On cross-examination John Wiley tried to poke holes in the fact that Jessica and Jeff gave Agent Williams and Investigator Sheron Vance different times for dropping the kids off at Jessica’s mother’s house on the night of the murders. But he got nowhere. Then he started in on the couch and how Williams had drawn conclusions—speculations—about it.
In response to Williams not answering the way Wiley had perhaps wanted, Brown asked Williams on redirect, “Mr. Wiley asked you about this [sofa] being luminoled and revealing the presence of blood. What else did that luminol reveal? Did it reveal the presence of bleach?”

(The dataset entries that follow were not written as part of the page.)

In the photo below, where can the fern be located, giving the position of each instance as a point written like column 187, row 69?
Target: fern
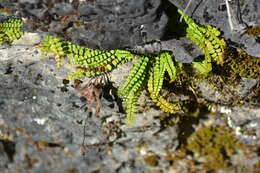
column 207, row 38
column 133, row 86
column 155, row 82
column 149, row 71
column 10, row 29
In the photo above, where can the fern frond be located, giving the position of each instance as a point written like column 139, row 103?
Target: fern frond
column 208, row 39
column 134, row 84
column 162, row 63
column 10, row 29
column 136, row 77
column 165, row 105
column 93, row 62
column 56, row 46
column 130, row 104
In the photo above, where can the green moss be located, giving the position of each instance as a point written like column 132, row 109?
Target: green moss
column 215, row 144
column 238, row 62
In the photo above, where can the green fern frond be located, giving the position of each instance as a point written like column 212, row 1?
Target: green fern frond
column 130, row 104
column 56, row 46
column 10, row 29
column 162, row 63
column 136, row 77
column 208, row 39
column 172, row 67
column 135, row 83
column 165, row 105
column 92, row 62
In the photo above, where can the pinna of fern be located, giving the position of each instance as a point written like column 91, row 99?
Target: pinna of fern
column 149, row 70
column 10, row 29
column 209, row 41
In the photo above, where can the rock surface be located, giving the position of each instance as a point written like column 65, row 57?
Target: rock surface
column 46, row 125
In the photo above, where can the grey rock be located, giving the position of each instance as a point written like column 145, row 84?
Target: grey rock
column 214, row 12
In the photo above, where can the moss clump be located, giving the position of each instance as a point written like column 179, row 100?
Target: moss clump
column 215, row 144
column 152, row 160
column 10, row 29
column 239, row 63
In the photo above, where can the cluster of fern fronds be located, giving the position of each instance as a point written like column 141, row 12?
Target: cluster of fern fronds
column 10, row 29
column 149, row 71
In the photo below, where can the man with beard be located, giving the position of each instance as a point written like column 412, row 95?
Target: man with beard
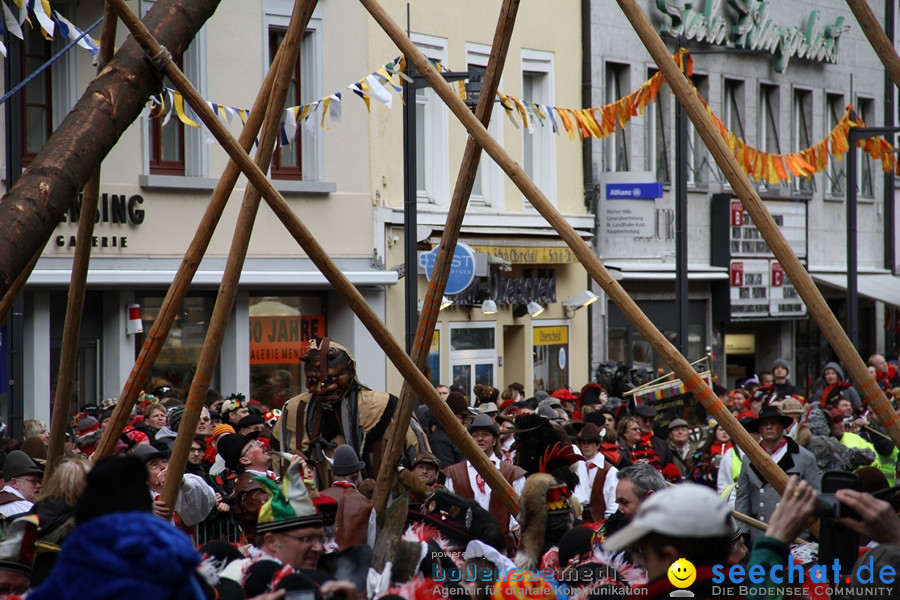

“Yes, sir,” Williams answered.
“Where it had been wiped?”
“What appeared to be that, yes.”
Brown played a smart game. Trial lawyers liked to ask questions that they knew the answers to, not those they didn’t. John Wiley, it seemed, pulled things out of midair to try and trip up the witnesses. In Wiley’s defense, however, one would have to assume that his biggest problem in defending Jessica was that he had a pathological liar for a client.
 
 
Brown and Hodge next brought in their expert on ballistics, Ed Moran. Moran explained the details surrounding what was a compelling photograph of two bullets—one found in the trunk of Alan’s rental car, and the other found inside of the McCords’ garage—side by side. As one looked at the photo, it was not hard to tell with a naked, untrained eye that they had identical tool markings. And that, Moran explained, meant those projectiles had been fired from the same gun barrel. Now, how could a bullet fired from a weapon in the McCord home, and a bullet fired from the same barrel found underneath Alan’s body, have been fired by anybody else besides Jessica and Jeff McCord? Save for a setup, there was no other explanation.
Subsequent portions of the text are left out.